When timed right, buddleia are a magnet for late summer butterflies and we have a fabulous selection of Buzz patio buddleia on the Nursery just bursting into colour and attracting a lot of attention. It is interesting to note that whilst visited by numerous colourful butterflies during the day, come the evening and darkness the visitors to our buddleia change to moths of various sizes and colours. A torchlight safari around your Buddleia bushes will reveal moths such as the Silver-Y, Willow Beauty, Mother of Pearl and Brimstone.
In the UK somewhere near to half of the butterflies are under threat of extinction, and more than 70% are in decline, we can help turn this process around by planting more Buddleia. Buddleia is called the “Butterfly Bush” for a very good reason, it acts like a magnet to butterflies, they just love Buddleia because of the nectar, and nectar is the butterflies primary food source that gives them the energy to survive and reproduce. Buddleia produces nectar that has a higher content of sucrose, glucose, and fructose than many other garden flowers, in particular Buddleia generally has a higher sucrose level (two or three times higher than fructose or glucose) and that is what attracts butterflies, however Buddleia do not produce much nectar, which is why we see butterflies spending so much time on a particular plant.

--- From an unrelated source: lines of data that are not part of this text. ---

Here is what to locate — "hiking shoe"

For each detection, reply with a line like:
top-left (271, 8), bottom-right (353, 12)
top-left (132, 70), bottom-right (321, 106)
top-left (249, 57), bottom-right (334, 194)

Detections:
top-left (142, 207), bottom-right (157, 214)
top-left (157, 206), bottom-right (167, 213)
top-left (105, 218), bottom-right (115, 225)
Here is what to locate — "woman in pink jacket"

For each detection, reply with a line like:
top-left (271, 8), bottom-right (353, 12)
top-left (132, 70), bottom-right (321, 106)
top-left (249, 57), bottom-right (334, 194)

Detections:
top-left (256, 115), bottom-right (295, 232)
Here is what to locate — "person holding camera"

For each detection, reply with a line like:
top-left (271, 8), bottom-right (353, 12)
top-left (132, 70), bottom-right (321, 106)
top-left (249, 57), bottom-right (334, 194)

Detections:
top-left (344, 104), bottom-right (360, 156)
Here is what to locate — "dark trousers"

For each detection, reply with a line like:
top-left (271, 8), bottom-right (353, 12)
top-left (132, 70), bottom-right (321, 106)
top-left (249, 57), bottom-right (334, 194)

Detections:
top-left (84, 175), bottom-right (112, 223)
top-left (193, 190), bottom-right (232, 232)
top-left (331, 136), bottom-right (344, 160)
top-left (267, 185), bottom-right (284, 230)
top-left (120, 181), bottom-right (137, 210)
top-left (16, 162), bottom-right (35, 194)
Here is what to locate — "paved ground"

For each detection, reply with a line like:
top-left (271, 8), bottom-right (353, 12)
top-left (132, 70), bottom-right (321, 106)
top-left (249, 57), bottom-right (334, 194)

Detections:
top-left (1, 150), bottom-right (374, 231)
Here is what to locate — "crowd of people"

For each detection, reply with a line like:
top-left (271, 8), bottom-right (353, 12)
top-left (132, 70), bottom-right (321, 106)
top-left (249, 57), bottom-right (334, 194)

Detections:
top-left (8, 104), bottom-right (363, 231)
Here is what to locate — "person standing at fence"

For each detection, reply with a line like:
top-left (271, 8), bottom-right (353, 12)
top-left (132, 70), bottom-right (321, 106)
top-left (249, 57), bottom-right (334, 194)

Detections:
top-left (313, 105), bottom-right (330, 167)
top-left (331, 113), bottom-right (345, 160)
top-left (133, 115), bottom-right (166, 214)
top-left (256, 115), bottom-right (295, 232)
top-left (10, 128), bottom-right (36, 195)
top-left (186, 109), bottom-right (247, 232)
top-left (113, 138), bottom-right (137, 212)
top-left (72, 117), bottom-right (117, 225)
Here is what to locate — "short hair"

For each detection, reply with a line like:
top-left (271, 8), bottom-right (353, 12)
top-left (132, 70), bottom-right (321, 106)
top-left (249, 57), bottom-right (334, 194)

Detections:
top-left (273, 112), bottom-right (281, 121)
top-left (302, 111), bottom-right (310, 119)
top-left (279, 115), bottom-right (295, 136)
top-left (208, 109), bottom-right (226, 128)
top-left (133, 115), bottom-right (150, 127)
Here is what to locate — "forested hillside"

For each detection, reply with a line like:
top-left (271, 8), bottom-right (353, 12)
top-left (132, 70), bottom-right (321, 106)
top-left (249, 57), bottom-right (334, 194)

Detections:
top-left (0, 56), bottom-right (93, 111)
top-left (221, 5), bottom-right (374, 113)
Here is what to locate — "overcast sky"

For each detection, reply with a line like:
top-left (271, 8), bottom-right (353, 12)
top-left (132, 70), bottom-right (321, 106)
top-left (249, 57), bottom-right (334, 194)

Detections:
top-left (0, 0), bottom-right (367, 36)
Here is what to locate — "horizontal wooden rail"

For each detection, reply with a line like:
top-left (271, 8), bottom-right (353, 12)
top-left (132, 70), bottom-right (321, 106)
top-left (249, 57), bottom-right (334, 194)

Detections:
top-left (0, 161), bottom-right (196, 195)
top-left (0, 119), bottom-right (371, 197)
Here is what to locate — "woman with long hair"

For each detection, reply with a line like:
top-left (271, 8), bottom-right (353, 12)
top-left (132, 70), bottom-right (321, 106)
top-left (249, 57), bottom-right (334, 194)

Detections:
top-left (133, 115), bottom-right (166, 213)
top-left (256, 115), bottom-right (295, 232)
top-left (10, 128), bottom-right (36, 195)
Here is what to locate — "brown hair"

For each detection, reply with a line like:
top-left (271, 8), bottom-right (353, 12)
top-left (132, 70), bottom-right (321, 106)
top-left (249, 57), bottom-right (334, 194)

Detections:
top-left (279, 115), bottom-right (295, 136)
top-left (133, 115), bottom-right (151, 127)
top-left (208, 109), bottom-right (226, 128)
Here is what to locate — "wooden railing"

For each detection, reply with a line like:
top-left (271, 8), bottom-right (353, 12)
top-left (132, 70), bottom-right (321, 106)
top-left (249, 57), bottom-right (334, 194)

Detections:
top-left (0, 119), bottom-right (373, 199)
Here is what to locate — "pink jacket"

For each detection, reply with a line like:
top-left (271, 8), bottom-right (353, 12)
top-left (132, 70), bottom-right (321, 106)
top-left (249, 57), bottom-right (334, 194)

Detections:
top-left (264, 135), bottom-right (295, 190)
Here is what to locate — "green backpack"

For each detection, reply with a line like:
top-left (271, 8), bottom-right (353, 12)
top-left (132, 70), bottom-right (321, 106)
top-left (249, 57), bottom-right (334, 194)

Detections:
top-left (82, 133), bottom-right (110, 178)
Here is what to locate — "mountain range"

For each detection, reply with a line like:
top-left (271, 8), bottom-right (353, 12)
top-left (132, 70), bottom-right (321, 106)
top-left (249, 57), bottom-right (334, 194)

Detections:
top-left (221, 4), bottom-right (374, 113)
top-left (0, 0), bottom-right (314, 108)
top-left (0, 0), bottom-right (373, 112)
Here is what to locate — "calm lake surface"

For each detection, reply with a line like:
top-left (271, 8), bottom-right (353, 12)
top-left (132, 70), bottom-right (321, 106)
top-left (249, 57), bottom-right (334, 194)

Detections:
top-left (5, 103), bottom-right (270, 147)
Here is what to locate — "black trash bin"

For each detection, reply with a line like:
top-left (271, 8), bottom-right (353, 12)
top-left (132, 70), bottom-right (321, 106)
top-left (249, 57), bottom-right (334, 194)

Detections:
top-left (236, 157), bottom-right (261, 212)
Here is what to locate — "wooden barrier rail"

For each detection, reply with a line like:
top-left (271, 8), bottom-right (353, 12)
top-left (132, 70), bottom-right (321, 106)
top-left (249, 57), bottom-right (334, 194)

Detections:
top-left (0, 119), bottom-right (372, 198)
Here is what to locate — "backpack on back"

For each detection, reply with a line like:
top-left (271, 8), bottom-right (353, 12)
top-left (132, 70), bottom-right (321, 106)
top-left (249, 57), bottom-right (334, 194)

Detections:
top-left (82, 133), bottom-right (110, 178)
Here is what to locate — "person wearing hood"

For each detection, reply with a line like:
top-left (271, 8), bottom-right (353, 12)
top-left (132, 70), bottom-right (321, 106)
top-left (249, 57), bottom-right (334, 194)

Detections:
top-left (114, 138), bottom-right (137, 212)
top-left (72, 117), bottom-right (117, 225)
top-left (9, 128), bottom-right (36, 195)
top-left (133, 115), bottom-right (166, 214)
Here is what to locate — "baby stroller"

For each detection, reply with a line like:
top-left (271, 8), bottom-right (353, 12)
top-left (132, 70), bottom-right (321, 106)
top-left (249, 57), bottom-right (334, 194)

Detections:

Where did the name Buddleia come from? A seventeenth-century amateur botanist named Reverend Adam Buddle was honoured posthumously, when the first butterfly bush reached England in 1774, Buddleia globosa, from Chile. Its unfamiliar name prompted one nursery tradesman to call it the ” Buddlebush.” Fortunately, the name didn’t stick! Most of today’s offerings have Chinese ancestors. From China came seeds of Buddleia davidii, the hardy species that is most familiar to gardeners. Named after a French Jesuit missionary, Pere Armand David, B. davidii reached London’s Kew Gardens in 1896.
Alongside the single colours we have some tri-colour buddleia bushes. It could be called cheating, but these are actually three separate colours planted into the same pot to produce an explosion of colour. They mix beautifully to create a natural mix in combinations of pretty pinks, deep purples, and brilliant white flower spikes.